As new federal policymakers gear up for the next year, some students and faculty members at the University of Minnesota worry about changes to healthcare laws.
During his campaign, president-elect Donald Trump said he would focus on repealing President Barack Obama’s Affordable Care Act. Some University experts and students fear the changes could leave many young adults uninsured.
“Personally, I like the Affordable Care Act,” said sociology and comparative literature junior Monica Bruno, who is currently on her parents’ health insurance plan. “I feel that it’s very important because it takes a while to find a job … after graduation.”
Jean Abraham, a professor in the School of Public Health, studies the Affordable Care Act, which passed in 2010 and was upheld by the Supreme Court in 2012. Abraham said she is uncertain about its future.
“Clearly the goal of the ACA was to expand coverage to those who were uninsured by making coverage more affordable and accessible,” Abraham said.
Pieces of the law — such as the young adult provision, state subsidies and individual mandates requiring health insurance — could disappear, Abraham said.
“Young adults have the highest rate of uninsurance,” she said. “This is a group that benefitted a lot from the expansion of dependent coverage eligibility.”
Assuming a full repeal occurs, Abraham said new graduates should check their eligibility for public programs, find jobs that offer benefits or start looking at buying an individual plan.
“For the individual market, there would not be subsidies available to offset the cost of insurance premiums for lower-income individuals,” she said.
Women may be charged more than men for their health insurance, and insurers could require those with preexisting medical conditions to pay more or deny them coverage outright, Abraham said.
“It’s making lots of us nervous because we can’t easily predict what the alternative will be,” she said, though it’s very likely that things will change with new policymakers.

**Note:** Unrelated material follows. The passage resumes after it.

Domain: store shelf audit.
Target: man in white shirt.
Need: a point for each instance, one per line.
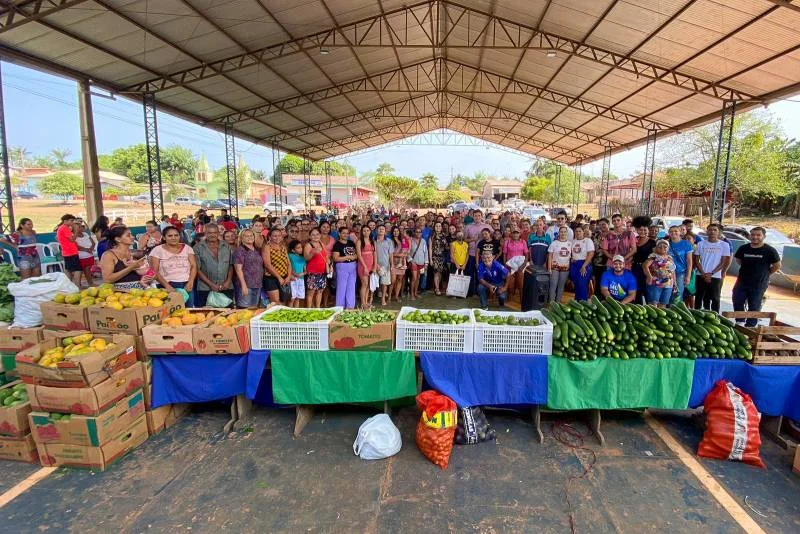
(561, 222)
(712, 258)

She said the young adult provision — which Trump has indicated he likes — gives security to young people as they look for places to live and work.
Bruno said she would be afraid if the law was repealed. And she said if her first job offered health insurance, she doubts the coverage would be as good as her parents’ plan.
MNsure CEO Allison O’Toole said she thinks a repeal of the act would take away the progress Minnesota has made in insuring its residents.
“The ACA put in tons of protections for everyone, including younger folks who can stay on their parents’ insurance up to age 26,” O’Toole said. “That is a really important component of it, and one that …could have a serious impact if repealed.”
Other aspects of the ACA offer protection against gender discrimination and limit what insurance companies can consider when setting premiums, she said.
“That is really huge for every age group,” she said.
O’Toole said MNsure serves about 250,000 Minnesota residents on the individual market. She added that most customers are part-time workers who are ineligible for insurance through their employers or are self-employed, early retirees or recent college graduates.
“In Minnesota, since the ACA was passed and it was implemented here, we’ve cut our uninsurance rate in half,” she said.
Nearly 96 percent of the state is insured, O’Toole said, adding that 50 million people are newly insured.
“I’m not saying that the ACA is perfect,” O’Toole said. “We have the lowest uninsured rate in state history and one of the lowest in the country. You have to take a really critical eye before you start repealing the major components of the ACA.”